Roza: Do you have any events planned for raising awareness with the students and trying to get more momentum that way?
Gutman: We started the semester thinking of having a very large event at the end of the semester. When we were told by CISR that they were going to make a recommendation to the Board that was big news to us, so for the past two weeks that’s what we’ve been thinking about…and as a result the big event has been on the backburner. I would really like the group to be spending time in leadership development this semester. This campaign’s a really long campaign and it’s important to give people those skills to have a solid campaign that doesn’t just flicker out. One goal [we have is to empower more students to grow together to be better activists.

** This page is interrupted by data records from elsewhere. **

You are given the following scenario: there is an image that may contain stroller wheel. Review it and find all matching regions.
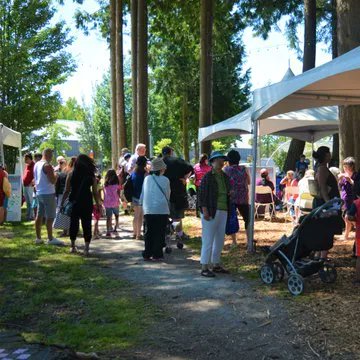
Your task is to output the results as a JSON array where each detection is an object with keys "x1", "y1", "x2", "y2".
[
  {"x1": 273, "y1": 261, "x2": 285, "y2": 282},
  {"x1": 319, "y1": 264, "x2": 337, "y2": 284},
  {"x1": 260, "y1": 264, "x2": 275, "y2": 285},
  {"x1": 288, "y1": 274, "x2": 305, "y2": 296}
]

I think the next step would be preparing for what to do once that recommendation has been made and then how to approach administrators and students in light of whatever the recommendation is. Campaigns are broad arcs…divestment is the long-term goal, and the fact that we’re having these conversations with CISR is good that’s coming out already. Exploring these other options is good that can come out on the short-term and medium-term. We’re getting there; it’s a long process.